Efficient AI Lecture 11: TinyEngine

Efficient AI

TinyML

TinyEngine

Parallel Computing

Memory Optimization

Inference Engine

How TinyEngine makes neural network inference practical on microcontrollers through memory-aware kernels, layout choices, and low-level inference optimization.

Author

Chao Ma

Published

May 6, 2026

TinyEngine is about the part of TinyML that happens after we already have a small model.

The question is no longer only:

Can we design a neural network that is accurate and compact?

The question becomes:

Can this exact network actually execute on a tiny device without wasting memory, bandwidth, and cycles?

This lecture connects general parallel computing ideas with neural network inference on microcontrollers. The main lesson is that deployment efficiency is not just a model property. It depends on loops, memory layout, data movement, kernel implementation, and the runtime schedule.

General-purpose deep learning frameworks are flexible, but that flexibility can be expensive on microcontrollers.

Tiny devices have severe limits:

SRAM is tiny, so temporary activation buffers are dangerous
Flash is limited, so binary size matters
memory movement costs more than arithmetic
generic operators may allocate intermediate tensors that do not fit
the runtime must be specialized to the target model and hardware

TinyEngine addresses this by generating compact, model-specific inference code. Instead of carrying a large general runtime, it can specialize kernels and memory planning for the network being deployed.

For me, the core idea is:

TinyEngine turns inference into a systems optimization problem.

The neural network is only one input. The engine also has to decide how data should be laid out, reused, transformed, and overwritten.

Parallel Computing Techniques

Loop Reordering

The first optimization idea is simple: the order of loops changes the memory access pattern.

For matrix multiplication, this raw loop order has poor locality for B, because B[k][j] jumps across rows in memory:

for i in range(0, N):
    for j in range(0, N):
        for k in range(0, N):
            C[i][j] += A[i][k] * B[k][j]

Reordering the loops improves locality for B and C:

for i in range(0, N):
    for k in range(0, N):
        for j in range(0, N):
            C[i][j] += A[i][k] * B[k][j]

The arithmetic is the same. The difference is how the processor moves through memory.

This matters because CPUs and microcontrollers fetch memory in chunks. If nearby values are used together, the cache line is useful. If the program jumps around, the processor spends more time waiting for data.

Loop Tiling

Loop tiling extends the same idea.

If a matrix is much larger than cache, data may be evicted before it is reused. Tiling breaks the computation into smaller blocks that fit better in cache:

T_i = T_j = T_k = TILE_SIZE

for i_t in range(0, N, T_i):
    for k_t in range(0, N, T_k):
        for j_t in range(0, N, T_j):
            for i in range(i_t, i_t + T_i):
                for k in range(k_t, k_t + T_k):
                    for j in range(j_t, j_t + T_j):
                        C[i][j] += A[i][k] * B[k][j]

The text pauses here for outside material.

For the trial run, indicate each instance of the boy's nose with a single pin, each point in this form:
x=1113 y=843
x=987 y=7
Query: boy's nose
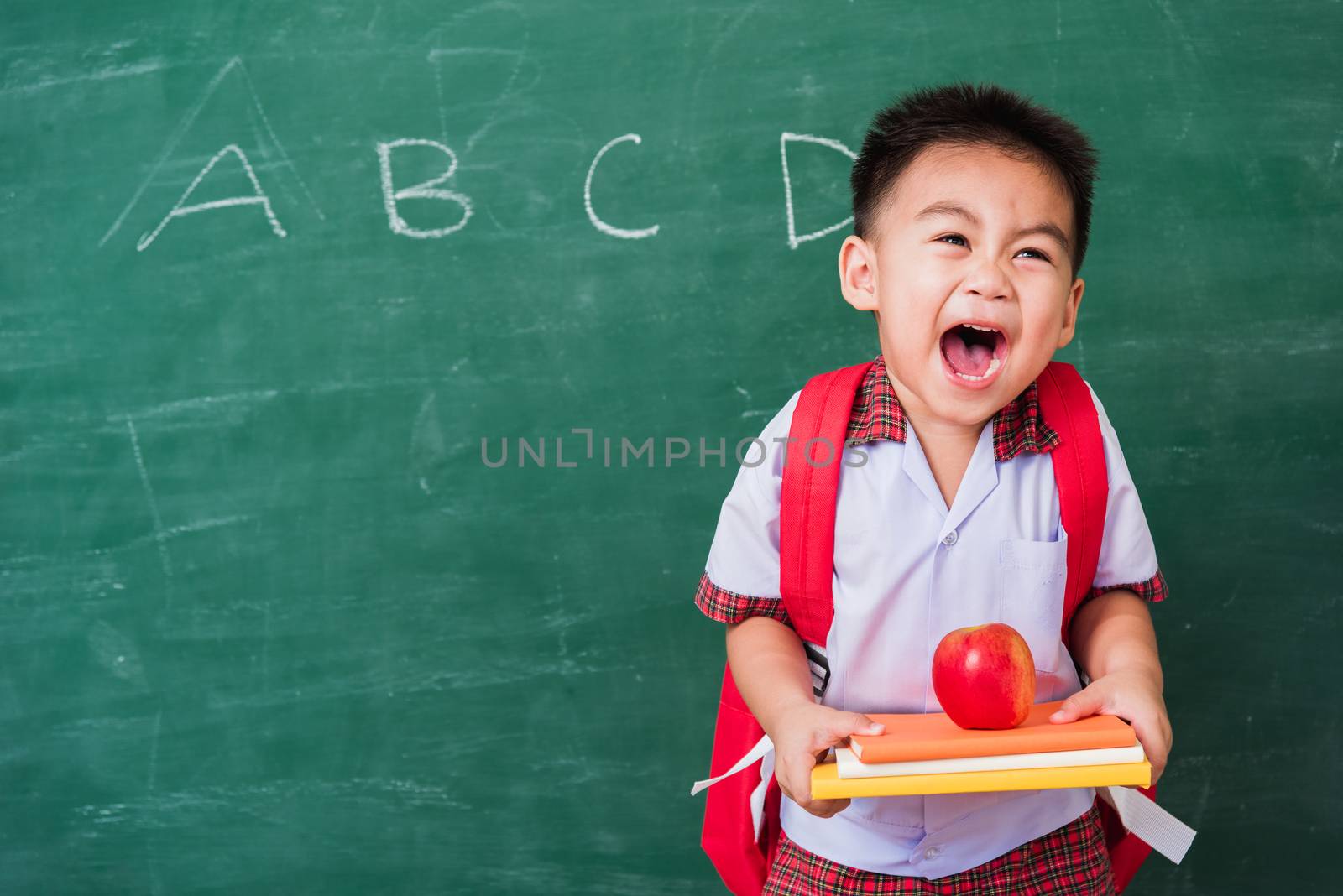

Instead of streaming through huge arrays once and losing locality, the kernel works on a small tile where A, B, and C can be reused.

The principle is:

Move data less. Reuse it more.

This principle appears again in convolution kernels and TinyEngine memory planning.

Loop Unrolling

Loops have overhead:

index arithmetic
branch checks
loop counter updates
jumps back to the loop body

Loop unrolling reduces that overhead by doing several operations per loop iteration:

for i in range(0, N):
    for j in range(0, N):
        for k in range(0, N, 4):
            C[i][j] += A[i][k] * B[k][j]
            C[i][j] += A[i][k + 1] * B[k + 1][j]
            C[i][j] += A[i][k + 2] * B[k + 2][j]
            C[i][j] += A[i][k + 3] * B[k + 3][j]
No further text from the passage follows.